Whether its battles or the areas outside of them, Mario + Rabbids constantly keeps throwing new things and elements into the mix. The game starts off simple and easy, introducing you to deceptively simple mechanics and concepts, but little by little, these keep growing in complexity. And the game paces this escalation almost to perfection, always keeping you on your toes, never letting you get bored, never letting monotony set in, and always keeping you excited about seeing how the game is going to surprise you next. Thankfully, the game provides players with enough tools at their disposal to be able to tackle such increasingly complex issues with panache. Levelling up and upgrading your characters and their equipment is, for the most part, done on a very basic level, but there is a skill tree here, and you can, to a limited extent, customize your characters within some bounds.
On the presentation department, Kingdom Battle is as unexpectedly good as it is in terms of its moment-to-moment gameplay. The game is absolutely stunning when it comes to the visuals. From beautifully detailed environments to fluid animations and charming, emotive character models, everything in Mario + Rabbids looks top notch. Technically sharp and crispy textures come together with gorgeous, colourful art style to make for a game and a world that blend the universes of Mario and Raving Rabbids with great aplomb.
Every nook and cranny has its own unique level of charm and personality, all the characters and enemy units and bosses and mini-bosses (both of which are excellently designed, both in terms of combat and how they look) have their own visual personalities, and no matter what part of the Mushroom Kingdom you visit, from jungles and watery areas to deserts, the environments are just exploding with detail and colour. A few frame rate drops aside, which admittedly are bad and frequent enough to be immediately noticeable, the game is almost a technical masterpiece.
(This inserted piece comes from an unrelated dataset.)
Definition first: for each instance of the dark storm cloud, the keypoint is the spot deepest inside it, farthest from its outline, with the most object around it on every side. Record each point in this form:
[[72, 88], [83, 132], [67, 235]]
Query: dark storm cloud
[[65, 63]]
On the audio side, the game has an excellent soundtrack, that somehow manages to feel right at home in a game that is about both, Mario and the Rabbids.
"From beautifully detailed environments to fluid animations and charming, emotive character models, everything in Mario + Rabbids looks top notch."
Whether its these audio-visual presentation achievements or its smart, chuckle-inducing writing, its varied map design or its increasingly complex battle system, Mario + Rabbids: Kingdom Battle is a wonderfully pleasant surprise in almost everything that it tries to do. While a few months ago, no one would have expected this game to leave any kind of a mark in any way, shape or form, there is no doubt in my mind right now that once the end of the year rolls around, we’ll be looking at Mario + Rabbids as one of the best games of 2017.
This game was reviewed on the Nintendo Switch.
Great map design; Never gets boring and keeps introducing new elements and mechanics to keep things fresh; Varied and imaginative level design; Surprisingly deep and addictive combat system; Outside of combat exploration is enjoyable; Excellent sound track; Beautiful visuals, combining great technical aspects and a wonderful art style; Merges the worlds of Mario and Raving Rabbids excellently; Smartly written and occasionally funny.
Occasional frame rate drops; Some jokes fall flat.